Cannon was also a track star and was clocked running 100-yards in 9.4 seconds and 4.12 seconds in the 40.

At LSU, Cannon lived up to the hype. As a three-year starter in 1957, ’58 and ’59 he set all sorts of records, while leading the Tigers to their first national championship in 1958 and winning the Heisman Trophy in 1959.

But his most memorable moment and the one that started the controversy on who owns the rights of being called the original “Death Valley” came on Halloween night in 1959. Trailing No. 3 Ole Miss, 3-0, late in the game, Cannon had his Heisman moment when he took a punt at his own 11-yard line, broke seven tackles before he got to his own 40, and then ran away from everyone the final 60 yards for the game-winning score.

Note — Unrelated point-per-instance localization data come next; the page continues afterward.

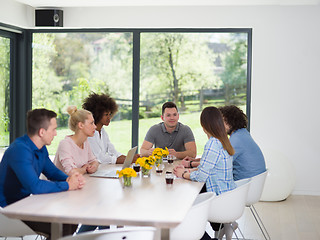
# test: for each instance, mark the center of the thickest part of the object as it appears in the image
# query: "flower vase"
(127, 181)
(145, 172)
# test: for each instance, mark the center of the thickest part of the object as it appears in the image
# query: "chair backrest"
(256, 188)
(13, 227)
(229, 206)
(133, 233)
(194, 224)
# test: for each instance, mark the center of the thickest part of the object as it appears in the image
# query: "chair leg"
(234, 231)
(240, 233)
(260, 223)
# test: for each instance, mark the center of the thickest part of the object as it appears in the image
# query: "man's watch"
(184, 173)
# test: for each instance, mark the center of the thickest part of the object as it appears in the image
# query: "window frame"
(23, 45)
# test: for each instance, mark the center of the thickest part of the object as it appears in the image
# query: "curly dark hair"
(98, 104)
(234, 117)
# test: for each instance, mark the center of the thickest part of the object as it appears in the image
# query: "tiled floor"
(296, 218)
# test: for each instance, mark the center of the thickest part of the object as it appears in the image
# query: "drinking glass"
(169, 177)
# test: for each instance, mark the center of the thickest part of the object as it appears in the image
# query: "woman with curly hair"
(248, 160)
(103, 108)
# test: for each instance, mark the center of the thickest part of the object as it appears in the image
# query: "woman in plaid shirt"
(215, 168)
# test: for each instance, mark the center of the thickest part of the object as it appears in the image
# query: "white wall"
(14, 13)
(285, 71)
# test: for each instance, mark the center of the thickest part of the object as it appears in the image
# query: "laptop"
(113, 173)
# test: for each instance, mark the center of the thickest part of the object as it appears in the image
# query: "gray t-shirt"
(159, 136)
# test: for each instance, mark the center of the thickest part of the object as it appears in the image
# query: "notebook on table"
(113, 173)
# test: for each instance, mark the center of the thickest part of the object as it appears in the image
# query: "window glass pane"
(195, 70)
(69, 66)
(4, 91)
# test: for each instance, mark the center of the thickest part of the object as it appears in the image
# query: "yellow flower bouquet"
(146, 164)
(127, 174)
(159, 153)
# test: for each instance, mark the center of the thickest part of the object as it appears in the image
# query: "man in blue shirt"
(248, 160)
(170, 133)
(26, 158)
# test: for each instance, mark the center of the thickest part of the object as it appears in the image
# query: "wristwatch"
(184, 173)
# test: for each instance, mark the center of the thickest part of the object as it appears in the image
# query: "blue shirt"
(20, 168)
(215, 168)
(248, 160)
(160, 137)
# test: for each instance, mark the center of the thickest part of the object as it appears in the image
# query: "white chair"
(254, 195)
(13, 227)
(128, 233)
(229, 206)
(194, 224)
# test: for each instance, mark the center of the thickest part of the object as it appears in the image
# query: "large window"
(193, 69)
(67, 67)
(4, 91)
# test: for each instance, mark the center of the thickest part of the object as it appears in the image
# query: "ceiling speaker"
(49, 18)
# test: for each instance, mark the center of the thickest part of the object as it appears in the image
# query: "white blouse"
(102, 148)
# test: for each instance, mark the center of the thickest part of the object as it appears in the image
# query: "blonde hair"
(76, 116)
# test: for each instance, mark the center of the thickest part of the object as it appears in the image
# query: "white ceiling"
(104, 3)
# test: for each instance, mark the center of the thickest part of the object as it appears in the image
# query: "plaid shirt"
(215, 168)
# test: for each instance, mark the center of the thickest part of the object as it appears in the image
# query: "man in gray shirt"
(170, 133)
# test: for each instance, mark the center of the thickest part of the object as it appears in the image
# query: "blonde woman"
(74, 153)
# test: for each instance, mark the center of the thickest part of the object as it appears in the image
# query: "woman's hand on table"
(185, 163)
(172, 152)
(178, 170)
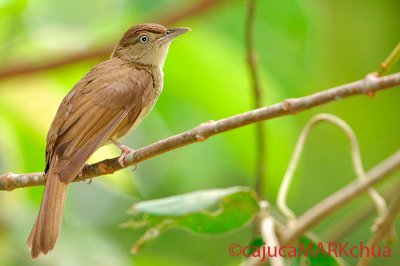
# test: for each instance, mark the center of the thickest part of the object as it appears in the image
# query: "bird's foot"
(125, 150)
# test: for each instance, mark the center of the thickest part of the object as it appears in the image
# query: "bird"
(104, 105)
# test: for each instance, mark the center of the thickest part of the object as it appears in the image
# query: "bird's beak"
(172, 33)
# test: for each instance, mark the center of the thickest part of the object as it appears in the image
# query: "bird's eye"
(144, 38)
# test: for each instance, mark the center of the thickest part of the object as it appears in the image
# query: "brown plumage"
(105, 105)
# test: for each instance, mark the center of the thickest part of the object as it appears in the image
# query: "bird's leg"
(125, 150)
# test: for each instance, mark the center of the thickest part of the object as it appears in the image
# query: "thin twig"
(271, 240)
(353, 220)
(326, 207)
(197, 8)
(390, 60)
(206, 130)
(356, 160)
(257, 94)
(384, 230)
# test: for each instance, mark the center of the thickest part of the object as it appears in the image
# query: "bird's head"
(146, 44)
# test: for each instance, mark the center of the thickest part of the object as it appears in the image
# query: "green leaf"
(209, 212)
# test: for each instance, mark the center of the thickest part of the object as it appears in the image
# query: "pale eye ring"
(143, 38)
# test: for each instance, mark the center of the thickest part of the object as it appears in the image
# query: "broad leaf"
(209, 212)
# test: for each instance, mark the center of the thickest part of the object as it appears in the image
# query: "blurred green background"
(302, 46)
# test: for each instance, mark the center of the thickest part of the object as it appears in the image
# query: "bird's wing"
(106, 100)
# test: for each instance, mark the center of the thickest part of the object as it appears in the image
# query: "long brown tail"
(47, 226)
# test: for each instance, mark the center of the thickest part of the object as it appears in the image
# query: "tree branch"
(206, 130)
(257, 94)
(103, 52)
(384, 230)
(314, 215)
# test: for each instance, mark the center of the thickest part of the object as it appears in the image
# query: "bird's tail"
(47, 226)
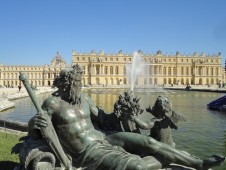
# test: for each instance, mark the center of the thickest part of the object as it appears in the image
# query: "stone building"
(37, 75)
(110, 69)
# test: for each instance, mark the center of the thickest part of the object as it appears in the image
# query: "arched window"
(111, 70)
(116, 70)
(106, 70)
(169, 71)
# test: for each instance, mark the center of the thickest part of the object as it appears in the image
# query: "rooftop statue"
(65, 134)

In Marty Mule’s 1993 book called the Eye of the Tiger, One Hundred Years of LSU Football he describes that night and at the same time speaks to the origin of how Tiger Stadium became known as “Death Valley.”

In the Chapter called “Death Valley USA” and on page 123, Mule wrote about the reaction from Cannon’s 89-yard punt return to beat Ole Miss.

Mule wrote: “The noise level generated by Cannon’s run is to have supposed to have brought people scurrying from their homes for miles around to see what happened, part of why Tiger Field was dubbed ‘Deaf Valley.’

The name ‘Death Valley’ – which was used first at Clemson – was picked when the original term was not properly enunciated, and misunderstood.”

In other words, LSU never intended Tiger Field to be called “Death Valley.” The locals could not say “Deaf Valley” correctly. Also, it proves Tiger Field’s nickname did not come until many years after Clemson began using the moniker “Death Valley.”

Former LSU and South Carolina head coach Paul Dietzel confirmed Mule’s writings. Dietzel coached the Tigers from 1955-’61 and he said the nickname “Death Valley” was not used for Tiger Field while he was the head coach in Baton Rouge.

“I don’t think so. That came a little later,” said Dietzel from his Baton Rouge home last week.

Earlier this year, South Carolina head coach Steve Spurrier brought up this debate, again on who is the original Death Valley.

Prior to his team’s visit to LSU, he said, “Most of our guys have never been to Death Valley. That is the Death Valley, isn’t it? Or is there another one? There’s two of them? That’s right there’s two Death Valleys. Was LSU the first one or the second one? They were first? Oh, okay.”

Thanks to Spurrier’s curiosity, if you will, we now know the answer to that question, and it could not have come at a better time as No. 13 Clemson gets set to face No. 7 LSU in the Chick-fil-A Bowl on New Year’s Eve. We now know that Clemson is College Football’s Original Death Valley.